RALEIGH — In for a pound, in for a penny, according to the organizers of the disappointing “Festival of Flight” event in Fayetteville a while back.

As has been previously reported, the festival celebrating the centennial of the Wright brothers’ flight at Kitty Hawk ended up drawing far fewer visitors than expected. That left a number of vendors holding the bag for nearly $300,000. So far, the five-member executive committee have managed to send a token check of a few hundred dollars to each vendor while trying to close the gap with private contributions. Now, the board is also seeking a bailout from city, county, and even state taxpayers.

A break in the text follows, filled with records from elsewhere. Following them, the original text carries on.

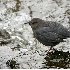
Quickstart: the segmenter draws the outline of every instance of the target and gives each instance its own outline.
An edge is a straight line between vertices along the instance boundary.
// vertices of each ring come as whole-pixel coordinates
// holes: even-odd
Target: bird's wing
[[[61,42],[62,36],[53,32],[49,27],[43,27],[35,32],[35,37],[41,42]]]

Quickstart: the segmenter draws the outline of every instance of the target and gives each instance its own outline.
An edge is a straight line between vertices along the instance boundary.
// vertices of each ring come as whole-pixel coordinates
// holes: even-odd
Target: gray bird
[[[5,29],[0,29],[0,45],[6,45],[10,42],[10,34]]]
[[[63,39],[70,37],[68,29],[57,22],[33,18],[28,23],[33,30],[34,37],[45,46],[52,48],[63,42]]]

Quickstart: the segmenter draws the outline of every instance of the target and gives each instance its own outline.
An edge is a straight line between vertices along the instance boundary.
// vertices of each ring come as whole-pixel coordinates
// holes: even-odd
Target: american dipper
[[[57,22],[33,18],[28,23],[33,30],[34,37],[45,46],[52,48],[63,42],[63,39],[70,37],[68,29]]]

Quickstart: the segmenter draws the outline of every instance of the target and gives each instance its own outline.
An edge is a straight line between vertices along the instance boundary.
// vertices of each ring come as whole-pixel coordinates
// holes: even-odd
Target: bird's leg
[[[49,51],[52,50],[52,49],[53,49],[53,46],[50,47],[50,49],[47,51],[47,53],[49,53]]]

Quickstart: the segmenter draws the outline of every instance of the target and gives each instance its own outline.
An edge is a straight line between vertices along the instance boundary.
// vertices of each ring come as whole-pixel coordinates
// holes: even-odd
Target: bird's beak
[[[26,23],[24,23],[24,24],[29,24],[29,25],[30,25],[30,23],[29,23],[29,22],[26,22]]]

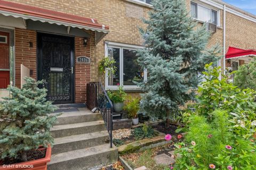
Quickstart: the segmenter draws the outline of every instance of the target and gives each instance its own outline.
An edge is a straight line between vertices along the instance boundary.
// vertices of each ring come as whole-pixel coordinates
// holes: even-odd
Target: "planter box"
[[[5,166],[2,165],[0,170],[47,170],[47,163],[51,161],[51,154],[52,148],[49,146],[46,149],[45,157],[43,158]]]

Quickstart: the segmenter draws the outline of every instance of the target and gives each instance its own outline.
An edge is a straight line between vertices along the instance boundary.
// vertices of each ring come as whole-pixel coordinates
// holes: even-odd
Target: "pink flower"
[[[193,146],[195,146],[196,143],[196,142],[192,141],[191,142],[191,144],[192,144]]]
[[[215,169],[215,165],[214,164],[211,164],[209,165],[209,167],[211,169]]]
[[[177,137],[178,139],[180,139],[182,138],[182,135],[181,134],[178,134]]]
[[[226,148],[228,149],[228,150],[232,149],[232,147],[230,145],[226,145]]]
[[[209,134],[207,136],[207,137],[208,138],[212,138],[212,134]]]
[[[172,136],[171,135],[171,134],[167,134],[165,135],[165,139],[167,141],[171,140],[171,139],[172,139]]]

The Fayetteville Observer reports that city officials, at least, are inclined to kick the problem upstairs. City Manager Roger Stancil told the newspaper that he will not recommend that the council appropriate funds to the cash-stripped festival. “My first recommendation is that the City Council send a letter to the state that they support this festival as they have others,” Stancil said.

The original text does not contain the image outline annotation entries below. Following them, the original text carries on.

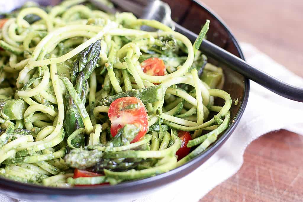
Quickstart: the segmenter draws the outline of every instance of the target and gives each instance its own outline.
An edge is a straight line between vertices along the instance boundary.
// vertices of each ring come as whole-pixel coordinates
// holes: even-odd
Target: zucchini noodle
[[[0,23],[0,176],[64,187],[151,177],[228,127],[223,71],[198,50],[209,21],[193,45],[159,22],[89,1],[25,6]],[[124,106],[129,97],[141,101]],[[75,169],[103,175],[72,178]]]

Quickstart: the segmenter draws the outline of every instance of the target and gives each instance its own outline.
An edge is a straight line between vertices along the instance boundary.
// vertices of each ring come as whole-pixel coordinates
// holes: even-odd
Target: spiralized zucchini
[[[222,70],[198,50],[209,21],[193,45],[159,22],[108,14],[86,1],[25,5],[1,20],[1,176],[61,187],[148,177],[194,158],[228,127]],[[156,58],[166,68],[161,75],[142,66]],[[147,134],[133,143],[135,125],[115,137],[110,130],[111,104],[128,97],[140,99],[148,114]],[[187,146],[180,131],[191,133]],[[177,161],[184,146],[197,147]],[[73,179],[75,168],[103,175]]]

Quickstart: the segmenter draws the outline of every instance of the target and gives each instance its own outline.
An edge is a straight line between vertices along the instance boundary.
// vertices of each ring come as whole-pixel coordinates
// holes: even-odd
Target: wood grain
[[[240,41],[303,77],[301,0],[204,0]],[[303,137],[285,130],[253,142],[240,170],[202,201],[303,201]]]

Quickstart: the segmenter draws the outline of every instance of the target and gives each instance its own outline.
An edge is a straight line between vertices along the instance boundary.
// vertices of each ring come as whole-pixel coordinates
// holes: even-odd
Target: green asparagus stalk
[[[0,100],[0,117],[4,119],[21,120],[27,107],[21,100]]]
[[[107,143],[106,146],[113,147],[129,144],[140,130],[140,128],[134,125],[126,124],[119,130],[117,134]]]
[[[144,88],[125,91],[114,95],[110,95],[99,100],[98,106],[109,106],[115,100],[123,97],[135,97],[141,100],[144,104],[155,102],[163,100],[164,88],[161,85],[158,85]]]
[[[76,149],[65,156],[65,162],[70,167],[85,169],[96,165],[102,157],[103,153],[98,150]]]
[[[145,161],[142,158],[102,159],[92,168],[91,171],[100,173],[102,172],[104,168],[115,171],[127,171],[135,168],[143,161]]]
[[[83,104],[85,103],[85,93],[87,90],[87,80],[95,69],[100,51],[100,40],[92,44],[78,54],[72,71],[71,80],[75,90]],[[84,127],[82,120],[72,96],[66,96],[65,118],[63,126],[67,137],[75,130]],[[76,136],[73,141],[77,148],[84,146],[83,134]]]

By others, he particularly means the upcoming festivities at Kitty Hawk. The First Flight Centennial Commission and related activities have received state appropriations since the mid-1990s. The total tab now reportedly comes to $5.1 million. What Stancil is arguing is that if taxpayers from Asheville to Wilmington and everywhere in between were appropriately coerced to funding a big party in Dare County that few of them will attend or even notice, why shouldn’t Fayetteville’s underwhelming event get similarly generous treatment?

Why not indeed? The problem with opening the state government’s purse to localities, nonprofits, and activities far afield from the state’s core functions is that there is little rational basis for closing it, again. Sure, the Wright brothers actually flew their plane on the Outer Banks, and in December, so a commemoration in Fayetteville in May might seem a little less of a natural “fit.” But the Festival of Flight folks aren’t asking for $5 million. They’ll take a small percentage of that, I’m sure. Surely it would be impossible to argue that the First Flight Centennial event is worth a lot to state taxpayers but the Festival of Flight is worth absolutely nothing.

Naturally, advocates of all this subsidy bunkum (a good North Carolina term, by the way) will say that honoring the Wrights is an “investment” in the state’s all-important tourism industry. But government does not exist to play venture capitalist or press agent for a private business or industry. Just to clarify matters, many if not most attendees of such events will be from North Carolina. Whatever dollars they will spend at events, at hotels, at restaurants, and at other attractions is money they would have spent in some other way. It is both wrong and economically deleterious to force the owners of the businesses that will lose revenue from the tourists in order to subsidize the latter’s recreation.

Fayetteville officials and event organizers are laying a guilt trip on state government. And you know what, state policymakers should feel guilty — but not for overlooking the Fayetteville Festival of Flight in their funding schemes. They should feel guilty for indulging in such subsidy scheming at all when there are bonafide state needs and perpetual state budget deficits to worry about. I know I’ve stated this before, but if North Carolina politicians can’t distinguish the relative importance of imprisoning criminals and partying on the beach, there is no hope for rational decisions in Raleigh.

Hood is president of the John Locke Foundation and publisher of Carolina Journal.